Читать «Царица Прасковья» онлайн - страница 42
Михаил Иванович Семевский
«А тебе, Шейдякову, — уличал Салтыков, — без мужнинаго позволения ни увозить жены, ни ехать с ней в одной коляске не надлежало. По уложению да по артикулу: кто честную жену, либо вдову, либо девку увезет, тот подлежит смертной казни; командирскаго же приказания в столь партикулярном деле слушать не надлежало».
Между тем князь Долгоруков присылал письмо за письмом; в каждом из них он повторял горькие жалобы на бесчеловечное обращение зятя с женой, требовал дочернего развода и возврата ее приданого. Все обвинения тестя Салтыков совершенно отвергал, уверяя устно и письменно, «что жену безвинно мучительски не бил, немилостиво с ней не обращался, голодом ее не морил, убить до смерти не желал и пожитки ее не грабил». Впрочем, скромный супруг тут же, не без наивности, сознавался: «Только за непослушание бил я жену сам своеручно, да и нельзя было не бить: она меня не слушала, противность всякую чинила, к милости меня не привращала и против меня невежнила многими досадными словами и ничего чрез натуру не терпела! Бежать же ей в Варшаву было не из чего, а жалобы князя писаны были, без сомнения, без ее согласия». Последнее предположение Салтыков основывал на письме, присланном к нему женой с дороги; письмо это, как мы видели, мало говорило в пользу ее дела и давало надежное оружие находчивому боярину.
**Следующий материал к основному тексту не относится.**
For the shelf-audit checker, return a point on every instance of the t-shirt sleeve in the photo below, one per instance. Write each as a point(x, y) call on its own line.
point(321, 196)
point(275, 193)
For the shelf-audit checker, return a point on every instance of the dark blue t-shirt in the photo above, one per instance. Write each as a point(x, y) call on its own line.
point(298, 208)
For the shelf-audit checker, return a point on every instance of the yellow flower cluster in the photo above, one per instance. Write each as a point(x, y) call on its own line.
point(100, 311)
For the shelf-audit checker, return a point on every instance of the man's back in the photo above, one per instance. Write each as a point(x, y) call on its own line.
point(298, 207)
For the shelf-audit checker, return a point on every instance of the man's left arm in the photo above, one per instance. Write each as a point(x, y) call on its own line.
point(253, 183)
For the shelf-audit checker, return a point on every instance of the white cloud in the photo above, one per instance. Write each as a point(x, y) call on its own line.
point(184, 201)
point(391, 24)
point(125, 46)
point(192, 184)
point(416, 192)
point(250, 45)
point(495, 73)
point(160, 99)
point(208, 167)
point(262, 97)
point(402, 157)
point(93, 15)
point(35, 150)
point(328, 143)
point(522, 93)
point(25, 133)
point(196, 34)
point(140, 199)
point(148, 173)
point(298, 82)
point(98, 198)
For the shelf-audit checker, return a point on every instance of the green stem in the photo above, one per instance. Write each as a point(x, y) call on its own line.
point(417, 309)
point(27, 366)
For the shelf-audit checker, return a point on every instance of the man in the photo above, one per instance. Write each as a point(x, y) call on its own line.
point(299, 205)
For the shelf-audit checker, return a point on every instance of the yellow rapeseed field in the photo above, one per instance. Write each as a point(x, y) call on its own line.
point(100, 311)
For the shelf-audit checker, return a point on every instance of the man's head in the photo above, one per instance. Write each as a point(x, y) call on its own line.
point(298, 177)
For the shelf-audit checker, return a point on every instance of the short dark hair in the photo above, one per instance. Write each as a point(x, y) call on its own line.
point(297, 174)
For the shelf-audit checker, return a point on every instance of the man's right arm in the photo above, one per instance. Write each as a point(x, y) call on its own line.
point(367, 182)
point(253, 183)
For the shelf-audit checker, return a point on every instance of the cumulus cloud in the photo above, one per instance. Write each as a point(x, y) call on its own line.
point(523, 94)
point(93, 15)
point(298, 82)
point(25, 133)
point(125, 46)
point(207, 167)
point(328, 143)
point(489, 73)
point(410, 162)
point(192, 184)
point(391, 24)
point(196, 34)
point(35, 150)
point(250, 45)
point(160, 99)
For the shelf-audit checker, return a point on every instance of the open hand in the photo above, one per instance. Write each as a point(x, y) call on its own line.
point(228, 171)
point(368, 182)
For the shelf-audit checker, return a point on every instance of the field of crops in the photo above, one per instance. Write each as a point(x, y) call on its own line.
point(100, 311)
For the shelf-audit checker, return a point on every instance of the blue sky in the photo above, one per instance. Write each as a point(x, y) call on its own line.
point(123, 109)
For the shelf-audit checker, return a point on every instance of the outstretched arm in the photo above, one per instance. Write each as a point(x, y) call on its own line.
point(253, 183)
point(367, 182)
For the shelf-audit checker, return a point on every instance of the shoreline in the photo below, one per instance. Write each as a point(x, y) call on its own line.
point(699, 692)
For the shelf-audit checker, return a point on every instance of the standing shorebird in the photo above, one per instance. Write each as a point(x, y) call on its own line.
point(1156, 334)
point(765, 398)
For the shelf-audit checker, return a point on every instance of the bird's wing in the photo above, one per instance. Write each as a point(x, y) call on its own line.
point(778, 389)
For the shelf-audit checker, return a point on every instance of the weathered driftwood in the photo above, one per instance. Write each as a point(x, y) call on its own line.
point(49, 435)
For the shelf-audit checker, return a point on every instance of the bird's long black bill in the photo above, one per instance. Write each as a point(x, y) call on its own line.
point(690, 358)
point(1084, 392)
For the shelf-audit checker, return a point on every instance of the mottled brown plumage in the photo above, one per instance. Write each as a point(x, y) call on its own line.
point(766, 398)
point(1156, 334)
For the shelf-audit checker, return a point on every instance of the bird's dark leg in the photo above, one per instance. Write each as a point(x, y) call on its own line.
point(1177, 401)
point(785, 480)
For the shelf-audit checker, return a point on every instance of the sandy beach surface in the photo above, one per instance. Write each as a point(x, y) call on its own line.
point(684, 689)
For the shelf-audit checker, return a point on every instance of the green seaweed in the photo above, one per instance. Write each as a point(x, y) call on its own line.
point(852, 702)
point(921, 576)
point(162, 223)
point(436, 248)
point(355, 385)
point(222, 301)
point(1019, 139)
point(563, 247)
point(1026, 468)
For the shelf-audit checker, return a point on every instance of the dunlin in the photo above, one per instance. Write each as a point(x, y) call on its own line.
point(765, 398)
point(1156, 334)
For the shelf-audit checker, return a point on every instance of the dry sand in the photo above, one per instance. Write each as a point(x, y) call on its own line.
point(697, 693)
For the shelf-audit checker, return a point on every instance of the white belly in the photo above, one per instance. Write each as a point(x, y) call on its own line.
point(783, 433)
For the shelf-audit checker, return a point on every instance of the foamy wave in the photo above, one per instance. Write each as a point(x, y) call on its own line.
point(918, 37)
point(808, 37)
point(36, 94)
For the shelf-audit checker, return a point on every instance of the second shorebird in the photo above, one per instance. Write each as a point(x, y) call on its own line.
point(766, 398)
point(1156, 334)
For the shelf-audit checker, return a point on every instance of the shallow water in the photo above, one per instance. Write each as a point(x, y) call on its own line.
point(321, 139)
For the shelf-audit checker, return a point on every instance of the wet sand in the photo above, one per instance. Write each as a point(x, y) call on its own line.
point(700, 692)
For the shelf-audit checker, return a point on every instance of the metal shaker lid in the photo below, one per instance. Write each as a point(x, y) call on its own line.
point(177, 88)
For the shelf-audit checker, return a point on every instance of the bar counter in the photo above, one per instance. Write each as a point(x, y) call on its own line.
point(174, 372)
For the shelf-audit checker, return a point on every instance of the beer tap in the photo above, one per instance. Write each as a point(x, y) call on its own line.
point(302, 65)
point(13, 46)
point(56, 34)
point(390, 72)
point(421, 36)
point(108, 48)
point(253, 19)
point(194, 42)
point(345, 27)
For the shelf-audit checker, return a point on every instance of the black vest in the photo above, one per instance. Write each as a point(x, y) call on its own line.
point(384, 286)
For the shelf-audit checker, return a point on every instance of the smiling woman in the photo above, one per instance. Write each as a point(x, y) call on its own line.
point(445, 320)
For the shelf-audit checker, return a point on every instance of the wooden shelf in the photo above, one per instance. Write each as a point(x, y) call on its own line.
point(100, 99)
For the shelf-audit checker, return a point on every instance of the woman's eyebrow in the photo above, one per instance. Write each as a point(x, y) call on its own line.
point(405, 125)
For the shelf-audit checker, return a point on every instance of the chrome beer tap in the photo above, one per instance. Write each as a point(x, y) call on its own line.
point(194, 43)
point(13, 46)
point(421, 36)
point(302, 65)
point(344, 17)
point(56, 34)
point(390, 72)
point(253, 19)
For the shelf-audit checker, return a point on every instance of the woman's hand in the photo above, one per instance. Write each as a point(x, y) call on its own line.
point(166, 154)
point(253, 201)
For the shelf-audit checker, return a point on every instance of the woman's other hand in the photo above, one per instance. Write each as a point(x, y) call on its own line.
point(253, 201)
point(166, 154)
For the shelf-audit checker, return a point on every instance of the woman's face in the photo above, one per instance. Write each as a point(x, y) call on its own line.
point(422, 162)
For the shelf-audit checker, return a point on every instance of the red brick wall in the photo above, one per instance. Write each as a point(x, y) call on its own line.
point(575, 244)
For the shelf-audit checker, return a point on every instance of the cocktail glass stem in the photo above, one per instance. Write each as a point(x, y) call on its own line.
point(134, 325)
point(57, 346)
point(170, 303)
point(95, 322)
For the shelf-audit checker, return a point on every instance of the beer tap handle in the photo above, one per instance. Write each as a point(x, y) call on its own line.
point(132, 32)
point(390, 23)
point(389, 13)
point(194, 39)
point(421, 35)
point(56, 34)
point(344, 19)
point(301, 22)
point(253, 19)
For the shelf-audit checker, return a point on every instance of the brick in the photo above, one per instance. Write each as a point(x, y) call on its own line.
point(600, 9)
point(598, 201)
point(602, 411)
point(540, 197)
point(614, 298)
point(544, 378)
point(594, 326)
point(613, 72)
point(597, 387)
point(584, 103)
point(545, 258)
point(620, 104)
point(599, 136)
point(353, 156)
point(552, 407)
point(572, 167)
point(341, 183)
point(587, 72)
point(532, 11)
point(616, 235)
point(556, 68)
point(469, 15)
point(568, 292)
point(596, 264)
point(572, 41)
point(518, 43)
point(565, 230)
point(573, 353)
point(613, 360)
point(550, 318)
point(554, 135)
В ответ на показания зятя, кн. Г. Ф. Долгоруков отвечал, что «явную его неправду он, за далеким своим отлучением, ныне обличить не имеет возможности. Ходатая не имею: один был брат, и тем меня Бог за грехи ограбил». Старый князь пока просил государя только об одном: развести его «бедственную дочь, чтоб она на веки во слезах и в животе своем была от мужа безопасна, а мне, видя ея непрестанный слезы, с печали здесь (в Варшаве) не укоснеть, а от его, Василья, поругания и безчестия безпременно не умереть».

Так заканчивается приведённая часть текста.